Re: [PATCH V2 2/2] arm64/mm: Enable memory hot remove

linux-mm.kvack.org archive mirror
 help / color / mirror / Atom feed

From: David Hildenbrand <david@redhat.com>
To: Anshuman Khandual <anshuman.khandual@arm.com>,
	Mark Rutland <mark.rutland@arm.com>
Cc: linux-kernel@vger.kernel.org,
	linux-arm-kernel@lists.infradead.org, linux-mm@kvack.org,
	akpm@linux-foundation.org, will.deacon@arm.com,
	catalin.marinas@arm.com, mhocko@suse.com,
	mgorman@techsingularity.net, james.morse@arm.com,
	robin.murphy@arm.com, cpandya@codeaurora.org,
	arunks@codeaurora.org, dan.j.williams@intel.com,
	osalvador@suse.de, cai@lca.pw, logang@deltatee.com,
	ira.weiny@intel.com
Subject: Re: [PATCH V2 2/2] arm64/mm: Enable memory hot remove
Date: Tue, 23 Apr 2019 09:51:45 +0200	[thread overview]
Message-ID: <14364fe5-0999-0c60-d109-af22c13deafa@redhat.com> (raw)
In-Reply-To: <5c8e4a69-8c71-85e1-3275-c04f84bde639@arm.com>

On 23.04.19 09:45, Anshuman Khandual wrote:
> 
> 
> On 04/23/2019 01:07 PM, David Hildenbrand wrote:
>> On 23.04.19 09:31, Anshuman Khandual wrote:
>>>
>>>
>>> On 04/18/2019 10:58 AM, Anshuman Khandual wrote:
>>>> On 04/17/2019 11:09 PM, Mark Rutland wrote:
>>>>> On Wed, Apr 17, 2019 at 10:15:35PM +0530, Anshuman Khandual wrote:
>>>>>> On 04/17/2019 07:51 PM, Mark Rutland wrote:
>>>>>>> On Wed, Apr 17, 2019 at 03:28:18PM +0530, Anshuman Khandual wrote:
>>>>>>>> On 04/15/2019 07:18 PM, Mark Rutland wrote:
>>>>>>>>> On Sun, Apr 14, 2019 at 11:29:13AM +0530, Anshuman Khandual wrote:
>>>>>
>>>>>>>>>> +	spin_unlock(&init_mm.page_table_lock);
>>>>>>>>>
>>>>>>>>> What precisely is the page_table_lock intended to protect?
>>>>>>>>
>>>>>>>> Concurrent modification to kernel page table (init_mm) while clearing entries.
>>>>>>>
>>>>>>> Concurrent modification by what code?
>>>>>>>
>>>>>>> If something else can *modify* the portion of the table that we're
>>>>>>> manipulating, then I don't see how we can safely walk the table up to
>>>>>>> this point without holding the lock, nor how we can safely add memory.
>>>>>>>
>>>>>>> Even if this is to protect something else which *reads* the tables,
>>>>>>> other code in arm64 which modifies the kernel page tables doesn't take
>>>>>>> the lock.
>>>>>>>
>>>>>>> Usually, if you can do a lockless walk you have to verify that things
>>>>>>> didn't change once you've taken the lock, but we don't follow that
>>>>>>> pattern here.
>>>>>>>
>>>>>>> As things stand it's not clear to me whether this is necessary or
>>>>>>> sufficient.
>>>>>>
>>>>>> Hence lets take more conservative approach and wrap the entire process of
>>>>>> remove_pagetable() under init_mm.page_table_lock which looks safe unless
>>>>>> in the worst case when free_pages() gets stuck for some reason in which
>>>>>> case we have bigger memory problem to deal with than a soft lock up.
>>>>>
>>>>> Sorry, but I'm not happy with _any_ solution until we understand where
>>>>> and why we need to take the init_mm ptl, and have made some effort to
>>>>> ensure that the kernel correctly does so elsewhere.

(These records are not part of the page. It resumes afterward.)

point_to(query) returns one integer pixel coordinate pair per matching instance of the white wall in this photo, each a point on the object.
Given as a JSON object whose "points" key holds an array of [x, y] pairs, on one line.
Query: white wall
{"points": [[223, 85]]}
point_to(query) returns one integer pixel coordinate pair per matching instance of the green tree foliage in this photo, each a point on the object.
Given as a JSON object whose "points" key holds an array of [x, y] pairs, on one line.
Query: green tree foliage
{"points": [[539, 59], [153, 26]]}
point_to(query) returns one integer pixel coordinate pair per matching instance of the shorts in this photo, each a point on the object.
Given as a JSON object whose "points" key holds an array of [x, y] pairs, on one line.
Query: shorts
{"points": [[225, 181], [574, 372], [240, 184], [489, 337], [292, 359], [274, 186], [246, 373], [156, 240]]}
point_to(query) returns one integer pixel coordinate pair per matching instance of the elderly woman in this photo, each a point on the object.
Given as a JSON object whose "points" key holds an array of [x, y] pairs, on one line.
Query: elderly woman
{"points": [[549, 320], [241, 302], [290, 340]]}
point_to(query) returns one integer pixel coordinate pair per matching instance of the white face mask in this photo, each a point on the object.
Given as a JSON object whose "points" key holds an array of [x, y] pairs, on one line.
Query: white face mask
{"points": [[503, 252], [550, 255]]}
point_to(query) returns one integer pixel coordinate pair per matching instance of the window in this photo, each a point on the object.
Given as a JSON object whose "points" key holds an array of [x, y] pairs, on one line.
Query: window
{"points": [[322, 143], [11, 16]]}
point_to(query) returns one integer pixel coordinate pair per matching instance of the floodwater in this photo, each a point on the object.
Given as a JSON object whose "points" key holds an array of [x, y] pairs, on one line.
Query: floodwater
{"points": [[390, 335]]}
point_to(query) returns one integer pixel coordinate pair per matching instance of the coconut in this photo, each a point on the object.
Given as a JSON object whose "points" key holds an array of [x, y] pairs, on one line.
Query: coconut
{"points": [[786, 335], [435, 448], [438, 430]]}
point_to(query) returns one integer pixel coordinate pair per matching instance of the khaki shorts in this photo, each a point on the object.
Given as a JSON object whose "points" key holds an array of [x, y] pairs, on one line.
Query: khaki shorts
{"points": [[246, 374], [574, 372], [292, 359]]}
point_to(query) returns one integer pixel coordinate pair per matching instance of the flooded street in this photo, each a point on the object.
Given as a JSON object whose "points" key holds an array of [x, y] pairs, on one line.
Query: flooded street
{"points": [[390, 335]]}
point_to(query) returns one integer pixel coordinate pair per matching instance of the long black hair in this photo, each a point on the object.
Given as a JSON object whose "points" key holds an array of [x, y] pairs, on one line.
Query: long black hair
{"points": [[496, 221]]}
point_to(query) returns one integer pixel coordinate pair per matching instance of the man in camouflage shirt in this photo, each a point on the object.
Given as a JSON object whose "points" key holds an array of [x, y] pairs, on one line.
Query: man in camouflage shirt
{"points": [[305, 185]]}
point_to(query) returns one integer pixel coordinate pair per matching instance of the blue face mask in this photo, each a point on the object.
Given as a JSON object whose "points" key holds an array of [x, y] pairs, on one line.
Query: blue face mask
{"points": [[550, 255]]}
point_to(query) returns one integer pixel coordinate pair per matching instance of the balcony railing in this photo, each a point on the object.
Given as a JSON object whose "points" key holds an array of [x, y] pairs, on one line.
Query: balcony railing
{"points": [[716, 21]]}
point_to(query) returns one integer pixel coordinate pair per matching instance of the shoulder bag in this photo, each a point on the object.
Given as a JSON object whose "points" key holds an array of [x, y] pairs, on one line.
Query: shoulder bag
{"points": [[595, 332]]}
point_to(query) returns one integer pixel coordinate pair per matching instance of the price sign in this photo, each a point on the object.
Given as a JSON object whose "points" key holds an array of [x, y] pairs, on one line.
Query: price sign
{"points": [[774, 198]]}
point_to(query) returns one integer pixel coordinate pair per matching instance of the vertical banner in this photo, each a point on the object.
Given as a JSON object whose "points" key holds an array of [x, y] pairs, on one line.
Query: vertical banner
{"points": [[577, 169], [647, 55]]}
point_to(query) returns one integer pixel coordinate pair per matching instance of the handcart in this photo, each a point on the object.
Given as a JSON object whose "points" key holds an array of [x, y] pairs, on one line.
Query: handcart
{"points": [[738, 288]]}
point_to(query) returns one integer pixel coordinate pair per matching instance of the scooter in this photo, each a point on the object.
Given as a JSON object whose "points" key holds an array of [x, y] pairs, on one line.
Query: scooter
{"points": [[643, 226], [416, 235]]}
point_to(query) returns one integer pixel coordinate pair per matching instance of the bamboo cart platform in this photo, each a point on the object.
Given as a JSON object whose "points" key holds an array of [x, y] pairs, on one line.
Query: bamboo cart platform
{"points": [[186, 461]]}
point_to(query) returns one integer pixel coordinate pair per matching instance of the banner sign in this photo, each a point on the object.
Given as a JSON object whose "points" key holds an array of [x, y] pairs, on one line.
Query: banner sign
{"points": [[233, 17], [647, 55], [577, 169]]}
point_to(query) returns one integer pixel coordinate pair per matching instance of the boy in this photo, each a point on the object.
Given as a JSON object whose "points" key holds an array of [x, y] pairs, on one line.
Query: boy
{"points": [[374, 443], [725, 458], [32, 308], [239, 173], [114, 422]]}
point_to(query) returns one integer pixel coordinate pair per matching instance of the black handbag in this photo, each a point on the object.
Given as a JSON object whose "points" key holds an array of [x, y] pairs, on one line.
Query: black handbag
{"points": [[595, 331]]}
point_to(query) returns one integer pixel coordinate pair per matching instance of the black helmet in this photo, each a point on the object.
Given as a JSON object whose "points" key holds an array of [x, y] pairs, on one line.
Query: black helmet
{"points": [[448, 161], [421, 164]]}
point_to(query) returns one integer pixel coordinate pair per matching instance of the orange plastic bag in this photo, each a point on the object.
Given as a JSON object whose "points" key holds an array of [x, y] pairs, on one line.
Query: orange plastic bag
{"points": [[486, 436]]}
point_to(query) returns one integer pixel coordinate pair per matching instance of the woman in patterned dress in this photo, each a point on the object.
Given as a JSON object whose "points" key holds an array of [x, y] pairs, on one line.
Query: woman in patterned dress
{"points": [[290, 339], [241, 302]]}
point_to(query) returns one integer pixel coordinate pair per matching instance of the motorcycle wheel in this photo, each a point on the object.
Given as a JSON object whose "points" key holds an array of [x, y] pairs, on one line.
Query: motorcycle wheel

It is not sufficient
>>>>> to consider this code in isolation.
>>>>
>>>> We will have to take the kernel page table lock to prevent assumption regarding
>>>> present or future possible kernel VA space layout. Wrapping around the entire
>>>> remove_pagetable() will be at coarse granularity but I dont see why it should
>>>> not sufficient atleast from this particular tear down operation regardless of
>>>> how this might affect other kernel pgtable walkers.
>>>>
>>>> IIUC your concern is regarding other parts of kernel code (arm64/generic) which
>>>> assume that kernel page table wont be changing and hence they normally walk the
>>>> table without holding pgtable lock. Hence those current pgtabe walker will be
>>>> affected after this change.
>>>>
>>>>>
>>>>> IIUC, before this patch we never clear non-leaf entries in the kernel
>>>>> page tables, so readers don't presently need to take the ptl in order to
>>>>> safely walk down to a leaf entry.
>>>>
>>>> Got it. Will look into this.
>>>>
>>>>>
>>>>> For example, the arm64 ptdump code never takes the ptl, and as of this
>>>>> patch it will blow up if it races with a hot-remove, regardless of
>>>>> whether the hot-remove code itself holds the ptl.
>>>>
>>>> Got it. Are there there more such examples where this can be problematic. I
>>>> will be happy to investigate all such places and change/add locking scheme
>>>> in there to make them work with memory hot remove.
>>>>
>>>>>
>>>>> Note that the same applies to the x86 ptdump code; we cannot assume that
>>>>> just because x86 does something that it happens to be correct.
>>>>
>>>> I understand. Will look into other non-x86 platforms as well on how they are
>>>> dealing with this.
>>>>
>>>>>
>>>>> I strongly suspect there are other cases that would fall afoul of this,
>>>>> in both arm64 and generic code.
>>>
>>> On X86
>>>
>>> - kernel_physical_mapping_init() takes the lock for pgtable page allocations as well
>>>   as all leaf level entries including large mappings.
>>>
>>> On Power
>>>
>>> - remove_pagetable() take an overall high level init_mm.page_table_lock as I had
>>>   suggested before. __map_kernel_page() calls [pud|pmd|pte]_alloc_[kernel] which
>>>   allocates page table pages are protected with init_mm.page_table_lock but then
>>>   the actual setting of the leaf entries are not (unlike x86)
>>>
>>> 	arch_add_memory()
>>> 		create_section_mapping()
>>> 			radix__create_section_mapping()
>>> 				create_physical_mapping()
>>> 					__map_kernel_page()
>>> On arm64.
>>>
>>> Both kernel page table dump and linear mapping (__create_pgd_mapping on init_mm)
>>> will require init_mm.page_table_lock to be really safe against this new memory
>>> hot remove code. I will do the necessary changes as part of this series next time
>>> around. IIUC there is no equivalent generic feature for ARM64_PTDUMP_CORE/DEBUGFS.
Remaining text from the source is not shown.